Иван ещё не знал, что детских койко-мест в СПБ катастрофически не хватает.

— Давайте в смотровую пройдем, что ли… — предложил всё-таки он.

В смотровой комнате, изолировав маму, Ваня стал расспрашивать Машу и в ходе расспроса всё больше запутывался. Во-первых, где именно болит, так и не удалось толком выяснить; подобного раньше у неё вроде не отмечалось. Во-вторых, где прыгала, зачем прыгала и как — тоже осталось глубокой тайной за семью печатями. Маша лишь смущённо улыбалась, косила глаза, и Ваня от неё ничего в итоге и не добился. Мелькнувшая мысль о наличии гинекологических причин отвергалась автоматически ввиду неполучения ответов на более скромные (для рядового человека) вопросы.

«Ладно, хоть живот пропальпирую», — принял волевое решение наш дежурный, вспомнив, что лучше один раз посмотреть, чем сто раз услышать. Его пальчики заскользили по передней брюшной стенке пациентки. Тоже ничего — вроде не напряжён, не вздут, а вроде и…

И тут Ивана настигло внезапное клиническое озарение:

— Маш, а ты после этого оправляться ходила?

— Ну… да, ходила, — прошептала пациентка тихо.

— По-большому? — деликатно спросил Иван.

— Да… — неуверенно подтвердила Маша.

— И какого цвета стул был? — всё же грамотно собранный анамнез — половина диагноза.

— В смысле там, в туалете? — решила уточнить пациентка, как будто она ещё куда-то оправляться ходила.

— Да, в туалете, — не заметил подвоха коллега. — Какого цвета он был?

— Ну, это. Белый! — сама того не зная, девочка выдала информацию, заставляющую любого медика шевелить волосами на голове и холодить под ложечкой.

Белый стул! Маша пригвоздила Ваню. Жёстко и по-взрослому. Его словно по голове обухом ударило — у пациентки камень пошёл, а он тут с ней цацкается! Дежурант уже видел Машу, скорчившуюся от боли, плачущую мать и бегающих реаниматологов-анестезиологов. Мать ругала медиков. Медики ругали Ваню. А он ругал мать. Но уже свою. За то, что родила. То оказался порыв. Секундный порыв.

Из курсантской головы моментально разбежались все свинки и кролики, а место картины «Как я провёл лето» занял вид железной каталки с Машей, накрытой такой же белой простынёй, как и её стул.
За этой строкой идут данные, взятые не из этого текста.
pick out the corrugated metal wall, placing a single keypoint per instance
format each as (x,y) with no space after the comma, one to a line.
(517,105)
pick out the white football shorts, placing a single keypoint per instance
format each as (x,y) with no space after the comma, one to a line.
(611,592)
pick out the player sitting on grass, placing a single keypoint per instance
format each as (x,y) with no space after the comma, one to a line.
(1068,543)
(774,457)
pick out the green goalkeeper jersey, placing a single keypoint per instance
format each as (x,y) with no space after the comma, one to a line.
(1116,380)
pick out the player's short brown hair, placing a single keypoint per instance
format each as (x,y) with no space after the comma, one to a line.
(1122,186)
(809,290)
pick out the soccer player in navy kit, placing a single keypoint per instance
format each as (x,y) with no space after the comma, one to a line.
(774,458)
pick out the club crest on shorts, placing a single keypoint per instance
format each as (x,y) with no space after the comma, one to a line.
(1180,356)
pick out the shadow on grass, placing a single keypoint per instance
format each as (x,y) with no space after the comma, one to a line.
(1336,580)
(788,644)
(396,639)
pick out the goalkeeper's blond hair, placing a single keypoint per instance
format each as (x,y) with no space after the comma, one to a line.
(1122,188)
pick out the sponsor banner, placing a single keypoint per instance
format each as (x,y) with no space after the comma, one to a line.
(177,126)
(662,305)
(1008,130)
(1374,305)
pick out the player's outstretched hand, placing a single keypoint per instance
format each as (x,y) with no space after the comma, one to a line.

Ну как же «скорики» пропустили белый стул?! Надо будить ответственного.

А может, он не совсем-таки белый.

— Точно белый? — решил поподробнее уточнить особенности цветовой гаммы экскрементов наш почечный эскулап.

— Да, точно! — своим анамнезом безжалостная Маша продолжала гвоздить его к полу.

— То есть не жёлтый, не коричневый, а вот такой вот, белый? — указывая на свой халат, не верил пациентке доктор.

— Ну да — я же говорю белый! — уже более уверенно настаивала на своём клиентка.

— Как простыня, да? — Ваня начал убеждаться, что скоро прямо на его глазах девочка пожелтеет.

— Как простыня, — подтвердила Маша и кинула Ивану очередную подсказку: — А он разве другого цвета бывает?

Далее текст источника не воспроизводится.